Blog spammers have found ways to automate inserting their unwanted messages into online conversations, but the few tools available to block them lag woefully behind.
CAMBRIDGE, MASS. – Blog spammers have found ways to automatically insert their unwanted messages into online conversations, and the few tools available to block them lag woefully behind.
“How far ahead [of us] are the spammers? Who knows,” said Jessica Baumgart, an affiliate with Harvard University’s Berkman Center for Internet and Society, who gave a presentation on blog spam at the MIT Spam Conference 2007 held last Friday.
“Any time we try to block them out, they find a way to get in. We’ll do something and five minutes later they’re back. It’s like playing chess.”
According to Baumgart, who has been involved with Harvard’s blogging initiative for seven years and manages tens of blogs on seven different platforms, there are three main ways spammers get their messages into blogs:
* Comment spam: Spammers are paid to surf the Web in search of blogs to manually type comments into, or write scripts to automatically enter the text. These can be hard to distinguish from legitimate entries, Baumgart said, except they’re often off the topic of the blog and include a link to a Web site.
* Trackback spam: Spammers develop scripts that use trackback links to place spam on blogs. A blog’s trackback feature lets readers automatically notify a site that they have linked to its pages. Trackback spam are links to random Web sites, many of which “are things you don’t necessarily want to see” as the blog host or participant, Baumgart said.

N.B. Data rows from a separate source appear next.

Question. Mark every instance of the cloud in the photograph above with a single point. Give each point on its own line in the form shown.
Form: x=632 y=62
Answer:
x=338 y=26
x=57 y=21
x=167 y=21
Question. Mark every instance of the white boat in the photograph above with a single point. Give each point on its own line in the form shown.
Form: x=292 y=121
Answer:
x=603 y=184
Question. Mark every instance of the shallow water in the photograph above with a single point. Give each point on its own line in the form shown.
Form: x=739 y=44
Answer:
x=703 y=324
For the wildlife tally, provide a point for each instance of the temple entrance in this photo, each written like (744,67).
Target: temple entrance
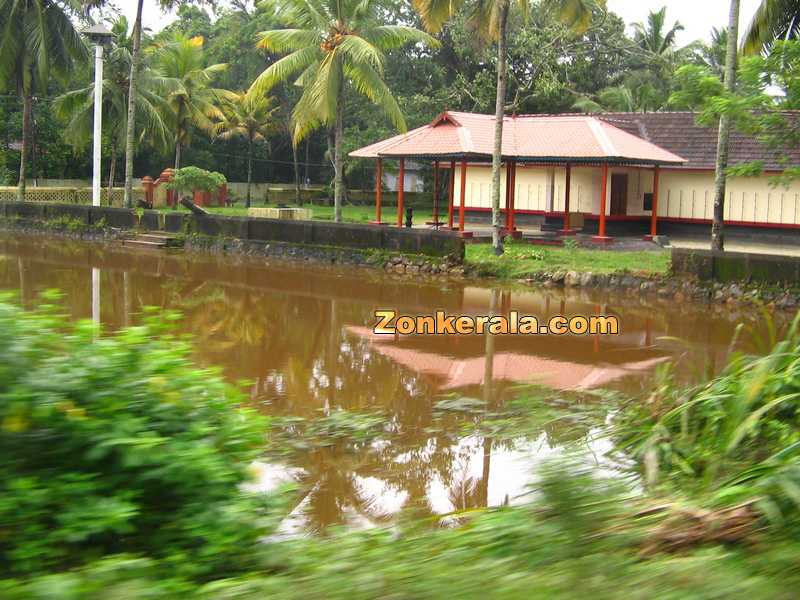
(619,193)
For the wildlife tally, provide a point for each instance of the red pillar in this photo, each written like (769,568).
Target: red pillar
(401,192)
(512,225)
(451,194)
(654,212)
(567,230)
(378,191)
(463,196)
(601,233)
(436,194)
(508,197)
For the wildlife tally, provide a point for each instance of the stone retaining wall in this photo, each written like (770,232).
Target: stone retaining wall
(312,233)
(725,267)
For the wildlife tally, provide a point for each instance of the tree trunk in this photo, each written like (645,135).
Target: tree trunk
(130,134)
(298,200)
(178,154)
(27,109)
(249,170)
(112,171)
(338,178)
(723,140)
(499,113)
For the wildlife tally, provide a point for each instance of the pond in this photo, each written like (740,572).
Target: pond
(300,335)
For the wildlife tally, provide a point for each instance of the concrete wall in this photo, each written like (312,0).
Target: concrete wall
(319,233)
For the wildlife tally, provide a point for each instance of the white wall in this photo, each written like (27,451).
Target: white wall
(682,194)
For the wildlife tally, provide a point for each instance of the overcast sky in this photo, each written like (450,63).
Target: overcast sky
(697,16)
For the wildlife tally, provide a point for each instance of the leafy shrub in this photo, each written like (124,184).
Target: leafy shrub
(190,179)
(115,444)
(736,436)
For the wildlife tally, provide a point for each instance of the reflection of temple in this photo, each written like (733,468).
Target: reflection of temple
(508,366)
(302,334)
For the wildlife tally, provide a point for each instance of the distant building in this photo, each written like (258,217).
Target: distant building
(633,149)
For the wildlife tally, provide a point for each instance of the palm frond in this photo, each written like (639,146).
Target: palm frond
(285,40)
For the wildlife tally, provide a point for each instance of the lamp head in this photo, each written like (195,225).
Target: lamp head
(99,34)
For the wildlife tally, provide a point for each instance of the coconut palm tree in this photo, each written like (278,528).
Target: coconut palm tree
(490,19)
(37,40)
(774,20)
(250,117)
(723,140)
(653,36)
(76,108)
(337,43)
(184,82)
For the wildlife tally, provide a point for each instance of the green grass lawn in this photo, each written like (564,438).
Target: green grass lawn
(350,214)
(522,259)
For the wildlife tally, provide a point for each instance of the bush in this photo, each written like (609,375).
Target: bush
(735,438)
(190,179)
(114,444)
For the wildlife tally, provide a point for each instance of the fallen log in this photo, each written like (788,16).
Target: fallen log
(196,210)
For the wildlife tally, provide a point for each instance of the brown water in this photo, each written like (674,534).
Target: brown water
(300,335)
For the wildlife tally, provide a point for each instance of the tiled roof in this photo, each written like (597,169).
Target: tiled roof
(535,138)
(679,132)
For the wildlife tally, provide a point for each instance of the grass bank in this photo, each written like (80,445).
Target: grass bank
(521,260)
(350,214)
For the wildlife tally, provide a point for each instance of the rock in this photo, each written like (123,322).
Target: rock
(572,279)
(647,286)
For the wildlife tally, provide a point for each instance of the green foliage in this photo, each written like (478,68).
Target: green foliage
(115,444)
(522,259)
(190,179)
(734,438)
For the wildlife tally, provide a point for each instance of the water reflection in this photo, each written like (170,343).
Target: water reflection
(302,336)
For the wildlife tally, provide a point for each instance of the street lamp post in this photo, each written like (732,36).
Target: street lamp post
(100,36)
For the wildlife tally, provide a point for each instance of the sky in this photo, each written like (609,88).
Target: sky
(697,16)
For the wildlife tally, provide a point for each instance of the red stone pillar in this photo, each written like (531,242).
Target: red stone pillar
(601,233)
(461,208)
(378,191)
(451,194)
(654,211)
(508,196)
(513,226)
(401,183)
(567,230)
(147,187)
(435,222)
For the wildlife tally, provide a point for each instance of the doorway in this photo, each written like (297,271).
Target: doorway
(619,193)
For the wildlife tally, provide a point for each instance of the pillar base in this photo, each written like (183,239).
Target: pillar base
(513,233)
(602,239)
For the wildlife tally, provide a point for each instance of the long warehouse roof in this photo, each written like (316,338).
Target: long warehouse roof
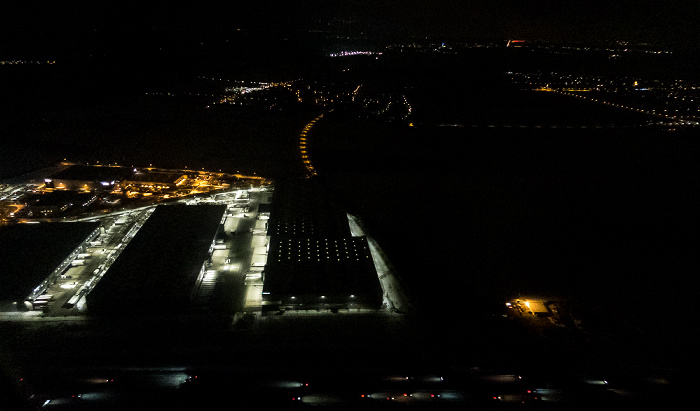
(159,268)
(30,252)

* Spam blogs, or splogs: Spammers take advantage of services such as Blogspot to set up free blogs that exist only to point visitors to Web sites. Not only are these sites annoying to visitors looking for legitimate information on a topic, Baumgart said, but they also pollute the results of search engines that index the sites.
There are some tools available to help blog hosts combat this unwanted, unrelated input. Some blog platforms include administration tools to block certain IP addresses from adding comments -- although Baumgart added spammers tend to use a range of IP addresses so blocking them one-by-one can become unfeasible. There’s also the no-follow link option, which is a command that can be embedded in HTML code that tells search engines indexing a blog not to consider a link legitimate, she said.

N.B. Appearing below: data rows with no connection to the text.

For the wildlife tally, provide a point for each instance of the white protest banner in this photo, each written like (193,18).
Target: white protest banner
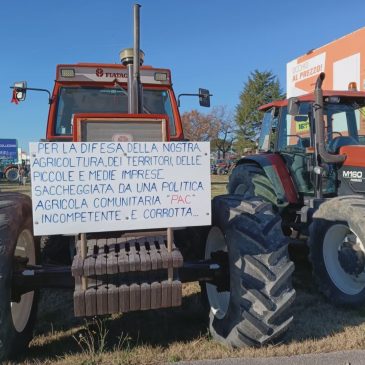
(80,187)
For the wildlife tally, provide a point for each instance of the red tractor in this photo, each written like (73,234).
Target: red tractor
(312,171)
(241,260)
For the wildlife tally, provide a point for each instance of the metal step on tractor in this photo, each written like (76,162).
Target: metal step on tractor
(240,256)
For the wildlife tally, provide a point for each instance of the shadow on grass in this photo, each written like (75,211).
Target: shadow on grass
(314,318)
(156,328)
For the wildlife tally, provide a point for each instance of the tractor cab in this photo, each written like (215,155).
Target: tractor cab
(289,129)
(104,95)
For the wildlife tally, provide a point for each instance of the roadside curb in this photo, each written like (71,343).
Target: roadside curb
(352,357)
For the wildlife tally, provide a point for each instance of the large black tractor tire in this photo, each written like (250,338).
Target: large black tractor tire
(248,180)
(16,240)
(337,251)
(255,308)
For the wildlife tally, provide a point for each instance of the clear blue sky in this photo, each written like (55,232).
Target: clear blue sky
(213,44)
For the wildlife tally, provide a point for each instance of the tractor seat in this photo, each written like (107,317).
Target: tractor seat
(335,144)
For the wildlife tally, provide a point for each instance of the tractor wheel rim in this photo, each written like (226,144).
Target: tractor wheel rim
(219,301)
(21,311)
(333,240)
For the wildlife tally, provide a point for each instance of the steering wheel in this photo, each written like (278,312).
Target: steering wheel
(335,132)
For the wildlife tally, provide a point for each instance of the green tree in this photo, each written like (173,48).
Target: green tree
(260,88)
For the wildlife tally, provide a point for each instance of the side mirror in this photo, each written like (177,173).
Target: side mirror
(293,106)
(19,90)
(204,98)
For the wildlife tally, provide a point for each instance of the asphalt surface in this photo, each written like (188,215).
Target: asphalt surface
(355,357)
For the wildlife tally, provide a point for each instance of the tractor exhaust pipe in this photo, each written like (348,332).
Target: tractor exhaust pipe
(136,82)
(132,58)
(319,125)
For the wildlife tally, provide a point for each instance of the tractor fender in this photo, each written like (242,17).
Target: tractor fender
(278,174)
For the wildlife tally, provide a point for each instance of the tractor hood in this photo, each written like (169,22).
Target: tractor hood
(351,175)
(355,155)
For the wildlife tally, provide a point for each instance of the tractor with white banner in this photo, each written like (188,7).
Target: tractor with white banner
(112,185)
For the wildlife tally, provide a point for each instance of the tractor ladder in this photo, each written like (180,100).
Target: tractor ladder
(136,271)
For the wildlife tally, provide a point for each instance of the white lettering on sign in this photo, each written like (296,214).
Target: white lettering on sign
(297,72)
(355,176)
(111,186)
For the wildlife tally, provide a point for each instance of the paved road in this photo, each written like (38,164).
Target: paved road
(356,357)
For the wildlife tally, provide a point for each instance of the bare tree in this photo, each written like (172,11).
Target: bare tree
(226,133)
(199,127)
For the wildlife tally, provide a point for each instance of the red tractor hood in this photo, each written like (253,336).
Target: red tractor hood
(355,155)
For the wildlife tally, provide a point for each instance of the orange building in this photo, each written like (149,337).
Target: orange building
(343,61)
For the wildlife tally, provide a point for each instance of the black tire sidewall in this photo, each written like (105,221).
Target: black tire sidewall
(224,326)
(13,342)
(319,230)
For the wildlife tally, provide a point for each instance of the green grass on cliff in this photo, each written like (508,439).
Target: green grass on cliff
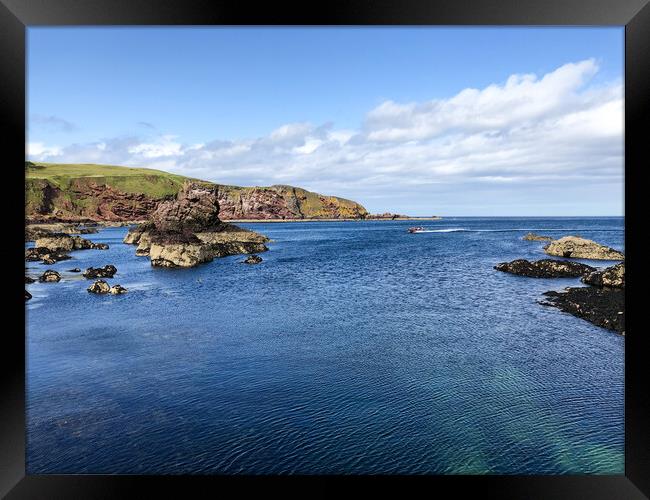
(154,183)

What would be helpful would be the use of image recognition -- often used on Web sites to verify the visitor is a human and not a computer by asking them to type in a word embedded in an image. But because some of the comment spam is generated by humans they could easily pass this test, Baumgart said.

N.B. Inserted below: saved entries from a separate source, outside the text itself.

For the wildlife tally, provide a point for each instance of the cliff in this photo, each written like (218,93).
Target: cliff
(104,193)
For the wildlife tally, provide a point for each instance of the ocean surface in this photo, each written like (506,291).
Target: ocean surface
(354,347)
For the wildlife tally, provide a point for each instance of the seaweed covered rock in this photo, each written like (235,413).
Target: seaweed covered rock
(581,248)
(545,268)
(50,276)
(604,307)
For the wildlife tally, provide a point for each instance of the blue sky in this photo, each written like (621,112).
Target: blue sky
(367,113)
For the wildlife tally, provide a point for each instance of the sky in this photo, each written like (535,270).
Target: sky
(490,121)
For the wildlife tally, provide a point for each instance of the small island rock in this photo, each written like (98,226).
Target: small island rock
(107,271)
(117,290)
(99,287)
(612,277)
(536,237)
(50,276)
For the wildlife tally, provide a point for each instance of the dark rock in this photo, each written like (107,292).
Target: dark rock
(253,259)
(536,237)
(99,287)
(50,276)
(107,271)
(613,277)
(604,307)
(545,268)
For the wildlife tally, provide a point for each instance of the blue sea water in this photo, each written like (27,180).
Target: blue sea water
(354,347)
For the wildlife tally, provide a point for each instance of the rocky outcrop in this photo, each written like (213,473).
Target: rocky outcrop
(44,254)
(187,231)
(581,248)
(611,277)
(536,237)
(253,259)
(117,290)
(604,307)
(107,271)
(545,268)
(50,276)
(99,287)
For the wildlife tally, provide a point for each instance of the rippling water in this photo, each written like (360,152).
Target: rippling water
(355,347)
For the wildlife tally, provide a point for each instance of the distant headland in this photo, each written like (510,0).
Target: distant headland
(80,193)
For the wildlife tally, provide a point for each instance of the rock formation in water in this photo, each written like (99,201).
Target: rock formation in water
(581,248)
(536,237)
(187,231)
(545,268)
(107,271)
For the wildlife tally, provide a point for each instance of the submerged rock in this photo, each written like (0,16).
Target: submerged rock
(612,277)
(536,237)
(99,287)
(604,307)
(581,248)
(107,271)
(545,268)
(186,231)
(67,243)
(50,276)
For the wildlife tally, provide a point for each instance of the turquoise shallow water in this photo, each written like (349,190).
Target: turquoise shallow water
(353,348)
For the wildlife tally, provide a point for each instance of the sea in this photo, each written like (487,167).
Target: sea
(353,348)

Blog administrator tools today aren’t enough ammunition to fight off the mounting spam problem, leaving blog hosts helpless. One organization that Baumgart didn’t want to name has become so inundated with blog spam that it plans to pull the plug on its blog server and start over, losing all of the legitimate entries along with the spam. “The best thing to do is to shut down the server and just get rid of it,” she said.
A pair of executives with Six Apart, which develops blog platforms TypePad and Moveable Type, also spoke at the conference but painted a less dire picture.
Blog spam is indeed a problem, according to Six Apart CTO Aaron Emigh, but it isn’t a completely new problem.
“Blogging has become a very mainstream publishing platform, if you want to reach a lot of people online, leaving [information] on a blog is a very good way to do it,” he said. “But we are sufficiently ahead of [blog] spammers thanks to all the work that’s been done” to fight e-mail spam.